Known as the Canadian Galápagos, the Queen Charlotte Islands make a breathtaking argument for sustainable tourism. You can thank the native Haida, who keep a close eye on the place.
  |   April 2006

I still hadn't gotten that call, so I booked a room at Copper Beech House in Masset. A sprawling cedar house built by a Swedish carpenter in 1914, the B&B is surrounded by a garden of rhododendrons and poppies. The drive from Queen Charlotte City took about 90 minutes, and I arrived just in time for a buffet of halibut sashimi; smoked oolichans, oily fish eaten head and all; and rhubarb and salal berry pie.
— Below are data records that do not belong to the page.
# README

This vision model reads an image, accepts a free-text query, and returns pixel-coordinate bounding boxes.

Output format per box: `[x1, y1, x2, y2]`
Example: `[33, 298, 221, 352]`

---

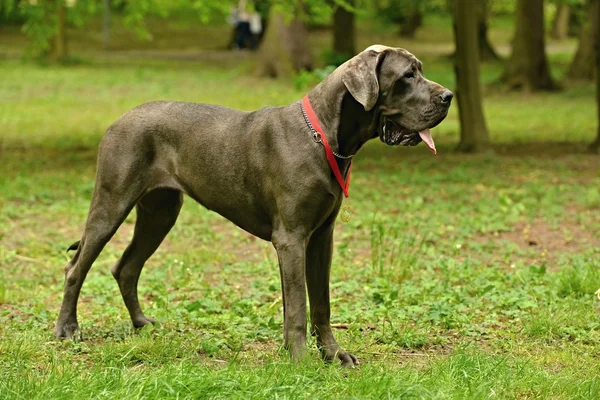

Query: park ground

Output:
[0, 11, 600, 399]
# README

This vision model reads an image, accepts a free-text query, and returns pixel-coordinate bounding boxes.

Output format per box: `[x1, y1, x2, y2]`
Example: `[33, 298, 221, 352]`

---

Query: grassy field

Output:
[0, 14, 600, 399]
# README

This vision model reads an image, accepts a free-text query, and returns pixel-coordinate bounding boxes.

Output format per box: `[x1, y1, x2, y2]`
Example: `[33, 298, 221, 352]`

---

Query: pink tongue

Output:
[419, 129, 437, 154]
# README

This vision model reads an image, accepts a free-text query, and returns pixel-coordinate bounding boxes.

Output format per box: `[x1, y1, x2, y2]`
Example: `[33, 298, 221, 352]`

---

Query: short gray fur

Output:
[55, 45, 452, 367]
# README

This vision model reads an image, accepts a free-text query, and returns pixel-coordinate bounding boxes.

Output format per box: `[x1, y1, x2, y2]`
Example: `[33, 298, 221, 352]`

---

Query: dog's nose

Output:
[440, 90, 454, 104]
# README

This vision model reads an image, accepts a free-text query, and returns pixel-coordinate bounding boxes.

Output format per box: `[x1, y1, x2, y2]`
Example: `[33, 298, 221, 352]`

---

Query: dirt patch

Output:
[474, 218, 600, 268]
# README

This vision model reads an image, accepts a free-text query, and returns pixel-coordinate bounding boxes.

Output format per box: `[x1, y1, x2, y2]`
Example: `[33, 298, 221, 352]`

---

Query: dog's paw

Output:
[54, 321, 81, 340]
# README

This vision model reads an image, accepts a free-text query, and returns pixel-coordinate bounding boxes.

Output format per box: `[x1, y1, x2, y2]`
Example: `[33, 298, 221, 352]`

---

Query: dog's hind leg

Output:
[54, 182, 141, 339]
[112, 189, 183, 328]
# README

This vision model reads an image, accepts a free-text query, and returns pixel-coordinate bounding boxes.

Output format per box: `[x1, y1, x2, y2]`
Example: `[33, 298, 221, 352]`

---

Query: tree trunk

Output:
[550, 3, 570, 40]
[454, 0, 490, 152]
[590, 0, 600, 154]
[333, 6, 356, 58]
[567, 0, 598, 81]
[102, 0, 110, 50]
[50, 0, 69, 61]
[503, 0, 558, 92]
[476, 0, 500, 61]
[400, 4, 423, 38]
[260, 7, 312, 78]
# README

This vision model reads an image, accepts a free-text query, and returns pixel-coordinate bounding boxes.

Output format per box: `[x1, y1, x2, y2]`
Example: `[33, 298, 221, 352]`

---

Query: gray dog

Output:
[55, 45, 452, 367]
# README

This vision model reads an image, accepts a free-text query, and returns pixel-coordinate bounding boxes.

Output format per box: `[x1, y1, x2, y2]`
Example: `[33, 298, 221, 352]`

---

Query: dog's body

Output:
[56, 46, 452, 366]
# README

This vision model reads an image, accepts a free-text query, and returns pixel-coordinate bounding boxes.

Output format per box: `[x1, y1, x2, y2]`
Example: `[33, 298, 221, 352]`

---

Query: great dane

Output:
[55, 45, 453, 367]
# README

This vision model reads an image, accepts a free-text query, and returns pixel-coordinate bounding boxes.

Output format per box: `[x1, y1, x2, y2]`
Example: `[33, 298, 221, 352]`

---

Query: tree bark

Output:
[260, 7, 312, 78]
[50, 0, 69, 61]
[550, 3, 570, 40]
[333, 5, 356, 58]
[567, 0, 598, 81]
[454, 0, 490, 153]
[102, 0, 110, 50]
[400, 4, 423, 38]
[477, 0, 500, 61]
[503, 0, 558, 92]
[590, 0, 600, 154]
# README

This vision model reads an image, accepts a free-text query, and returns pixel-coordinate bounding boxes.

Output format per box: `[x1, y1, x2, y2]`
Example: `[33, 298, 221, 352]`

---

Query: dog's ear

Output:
[342, 46, 388, 111]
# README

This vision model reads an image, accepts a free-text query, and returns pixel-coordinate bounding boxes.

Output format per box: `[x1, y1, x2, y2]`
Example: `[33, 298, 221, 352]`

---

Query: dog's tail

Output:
[67, 240, 81, 252]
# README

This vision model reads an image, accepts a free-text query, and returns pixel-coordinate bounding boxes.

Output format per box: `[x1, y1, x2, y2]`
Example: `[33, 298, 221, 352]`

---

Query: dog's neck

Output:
[308, 71, 376, 160]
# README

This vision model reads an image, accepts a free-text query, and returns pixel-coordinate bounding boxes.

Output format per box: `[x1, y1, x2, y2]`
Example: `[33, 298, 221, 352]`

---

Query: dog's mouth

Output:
[379, 117, 443, 154]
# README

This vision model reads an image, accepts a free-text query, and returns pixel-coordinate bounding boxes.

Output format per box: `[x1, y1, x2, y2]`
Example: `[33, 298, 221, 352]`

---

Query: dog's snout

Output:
[440, 89, 454, 104]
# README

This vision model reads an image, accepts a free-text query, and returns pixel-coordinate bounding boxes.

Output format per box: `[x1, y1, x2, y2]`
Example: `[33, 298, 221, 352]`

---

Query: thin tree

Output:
[550, 0, 571, 40]
[102, 0, 110, 50]
[260, 7, 313, 78]
[476, 0, 500, 61]
[567, 0, 598, 81]
[454, 0, 490, 152]
[333, 1, 356, 58]
[503, 0, 558, 91]
[590, 0, 600, 153]
[50, 0, 69, 61]
[399, 1, 423, 38]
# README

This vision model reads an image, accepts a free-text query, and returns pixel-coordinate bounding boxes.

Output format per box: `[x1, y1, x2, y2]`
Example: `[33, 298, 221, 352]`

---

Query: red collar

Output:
[302, 94, 352, 197]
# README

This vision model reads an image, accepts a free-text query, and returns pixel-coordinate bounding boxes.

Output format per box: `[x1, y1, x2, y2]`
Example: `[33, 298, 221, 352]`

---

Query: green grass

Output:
[0, 14, 600, 399]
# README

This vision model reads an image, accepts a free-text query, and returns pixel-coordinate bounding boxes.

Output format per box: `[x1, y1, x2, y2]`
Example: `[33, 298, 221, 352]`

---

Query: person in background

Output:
[229, 0, 262, 50]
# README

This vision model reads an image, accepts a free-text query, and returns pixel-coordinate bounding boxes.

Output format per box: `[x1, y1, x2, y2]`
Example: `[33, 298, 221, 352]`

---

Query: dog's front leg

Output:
[272, 231, 307, 360]
[306, 221, 358, 368]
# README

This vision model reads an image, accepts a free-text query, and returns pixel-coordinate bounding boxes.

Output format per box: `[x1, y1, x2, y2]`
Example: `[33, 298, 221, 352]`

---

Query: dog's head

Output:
[342, 45, 453, 153]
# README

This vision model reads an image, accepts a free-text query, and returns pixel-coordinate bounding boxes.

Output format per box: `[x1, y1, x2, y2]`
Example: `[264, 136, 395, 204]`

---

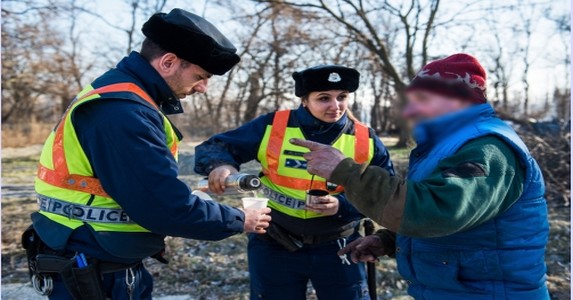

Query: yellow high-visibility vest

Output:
[35, 83, 179, 232]
[258, 110, 374, 219]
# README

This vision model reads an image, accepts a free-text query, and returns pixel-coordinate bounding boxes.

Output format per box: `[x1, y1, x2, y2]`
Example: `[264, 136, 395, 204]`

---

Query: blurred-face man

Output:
[292, 54, 549, 300]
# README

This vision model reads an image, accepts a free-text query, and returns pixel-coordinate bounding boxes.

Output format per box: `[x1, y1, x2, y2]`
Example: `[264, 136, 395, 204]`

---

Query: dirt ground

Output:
[2, 139, 571, 300]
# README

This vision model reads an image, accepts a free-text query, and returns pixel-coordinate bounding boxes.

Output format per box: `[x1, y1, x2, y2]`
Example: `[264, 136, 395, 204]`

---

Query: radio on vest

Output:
[193, 173, 261, 194]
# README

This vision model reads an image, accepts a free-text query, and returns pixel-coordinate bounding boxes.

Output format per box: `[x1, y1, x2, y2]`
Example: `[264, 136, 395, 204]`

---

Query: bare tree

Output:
[257, 0, 440, 146]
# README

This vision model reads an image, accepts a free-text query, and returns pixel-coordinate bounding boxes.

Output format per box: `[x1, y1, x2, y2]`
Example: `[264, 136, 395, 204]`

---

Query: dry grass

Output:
[2, 121, 54, 148]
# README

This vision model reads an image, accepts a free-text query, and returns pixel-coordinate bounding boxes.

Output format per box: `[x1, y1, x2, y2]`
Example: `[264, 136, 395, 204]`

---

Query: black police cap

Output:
[292, 65, 360, 97]
[145, 8, 240, 75]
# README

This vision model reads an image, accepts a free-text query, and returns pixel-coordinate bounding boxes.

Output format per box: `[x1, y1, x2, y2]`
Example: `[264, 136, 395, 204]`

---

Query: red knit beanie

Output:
[406, 53, 487, 103]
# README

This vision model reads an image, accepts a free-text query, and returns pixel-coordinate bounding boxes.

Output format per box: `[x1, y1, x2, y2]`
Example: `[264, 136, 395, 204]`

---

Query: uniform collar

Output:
[117, 51, 183, 115]
[412, 103, 495, 146]
[295, 105, 348, 132]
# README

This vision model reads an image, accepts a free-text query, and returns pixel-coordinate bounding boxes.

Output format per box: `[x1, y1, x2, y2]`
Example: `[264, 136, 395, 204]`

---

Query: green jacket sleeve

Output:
[330, 136, 524, 237]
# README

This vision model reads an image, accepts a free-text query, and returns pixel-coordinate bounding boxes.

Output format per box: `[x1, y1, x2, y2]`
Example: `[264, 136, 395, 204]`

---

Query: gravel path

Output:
[1, 283, 193, 300]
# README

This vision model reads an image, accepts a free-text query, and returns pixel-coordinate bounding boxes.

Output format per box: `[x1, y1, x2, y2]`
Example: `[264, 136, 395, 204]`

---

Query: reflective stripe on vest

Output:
[263, 110, 370, 193]
[35, 83, 179, 232]
[38, 83, 178, 197]
[258, 110, 374, 219]
[37, 194, 133, 223]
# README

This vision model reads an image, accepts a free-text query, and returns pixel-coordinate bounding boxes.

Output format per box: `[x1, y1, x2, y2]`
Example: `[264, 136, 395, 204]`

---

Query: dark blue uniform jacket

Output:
[35, 52, 244, 261]
[195, 106, 394, 235]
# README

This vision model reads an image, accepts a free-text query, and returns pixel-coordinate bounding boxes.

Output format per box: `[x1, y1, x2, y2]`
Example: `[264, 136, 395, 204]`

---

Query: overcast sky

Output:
[12, 0, 570, 110]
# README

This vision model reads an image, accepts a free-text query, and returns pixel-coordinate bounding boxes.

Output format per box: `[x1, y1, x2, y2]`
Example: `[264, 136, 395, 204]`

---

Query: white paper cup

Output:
[241, 197, 269, 209]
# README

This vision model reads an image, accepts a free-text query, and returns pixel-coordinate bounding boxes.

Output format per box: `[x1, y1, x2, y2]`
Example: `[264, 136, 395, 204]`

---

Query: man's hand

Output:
[209, 165, 239, 195]
[306, 195, 339, 216]
[338, 235, 387, 263]
[241, 207, 271, 234]
[290, 139, 346, 180]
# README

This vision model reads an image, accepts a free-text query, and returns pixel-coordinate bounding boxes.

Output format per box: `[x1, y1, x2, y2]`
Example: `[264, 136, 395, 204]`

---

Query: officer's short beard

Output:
[165, 67, 188, 97]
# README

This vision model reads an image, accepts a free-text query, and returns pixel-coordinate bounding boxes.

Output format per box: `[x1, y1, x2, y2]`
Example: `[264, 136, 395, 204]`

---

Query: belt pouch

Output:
[61, 264, 106, 300]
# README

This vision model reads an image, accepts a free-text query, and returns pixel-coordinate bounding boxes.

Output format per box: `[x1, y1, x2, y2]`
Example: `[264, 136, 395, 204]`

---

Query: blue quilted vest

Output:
[396, 104, 549, 300]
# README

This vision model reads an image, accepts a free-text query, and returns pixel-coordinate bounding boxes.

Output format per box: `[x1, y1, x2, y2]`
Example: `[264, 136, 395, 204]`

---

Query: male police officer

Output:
[295, 54, 549, 300]
[28, 9, 270, 299]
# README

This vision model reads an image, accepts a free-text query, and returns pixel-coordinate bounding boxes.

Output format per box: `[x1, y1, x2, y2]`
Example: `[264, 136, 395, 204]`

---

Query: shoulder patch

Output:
[442, 161, 488, 178]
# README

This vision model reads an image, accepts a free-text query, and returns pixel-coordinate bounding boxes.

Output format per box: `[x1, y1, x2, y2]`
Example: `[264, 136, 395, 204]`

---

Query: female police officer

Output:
[195, 65, 393, 300]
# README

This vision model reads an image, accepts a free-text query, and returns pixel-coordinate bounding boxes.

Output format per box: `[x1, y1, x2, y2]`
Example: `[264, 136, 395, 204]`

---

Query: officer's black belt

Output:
[291, 221, 359, 245]
[35, 254, 141, 274]
[37, 194, 134, 224]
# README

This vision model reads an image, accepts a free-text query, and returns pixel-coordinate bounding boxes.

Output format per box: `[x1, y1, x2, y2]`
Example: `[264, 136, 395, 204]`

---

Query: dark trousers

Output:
[48, 265, 153, 300]
[248, 234, 370, 300]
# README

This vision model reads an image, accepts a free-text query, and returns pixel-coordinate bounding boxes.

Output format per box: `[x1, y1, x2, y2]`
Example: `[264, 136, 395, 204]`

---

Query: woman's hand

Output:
[306, 195, 339, 216]
[209, 165, 239, 195]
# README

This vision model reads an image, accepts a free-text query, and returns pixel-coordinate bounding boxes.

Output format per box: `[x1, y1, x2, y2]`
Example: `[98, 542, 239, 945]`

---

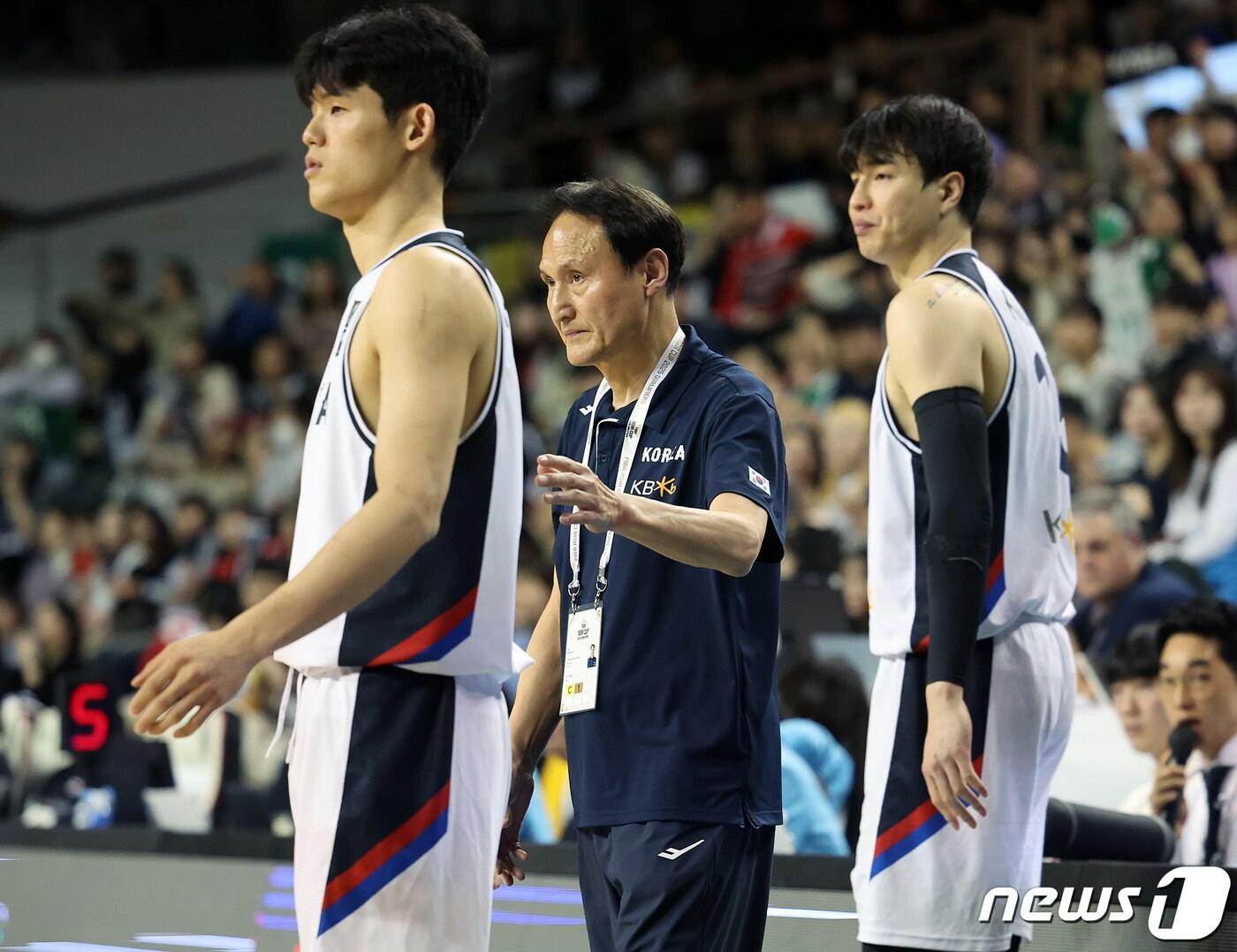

Owner David Phillips, a self-taught cook, used to be an interior designer in Toronto. How he ended up in the Queen Charlottes is quite a story. "In 1971, I tried to circumnavigate the islands in a rowboat, in black dancing pumps," he said. "I got to the west coast, which is like the Emperor's Garden--these three-mile, deserted sandy beaches, with one rocky outcrop after another--and my boat started to sink. Fortunately, a fishing boat came along at the last minute and threw me a line." Phillips's only serious culinary competition is Roberta Olson. She's a Haida grandmother who runs a regular event called Dinner at Keenawii's (her Haida name) at her house in Skidegate. After serving her guests lavish seafood meals, Olson encourages them to toss salmon scraps to the bald eagles on the beach outside.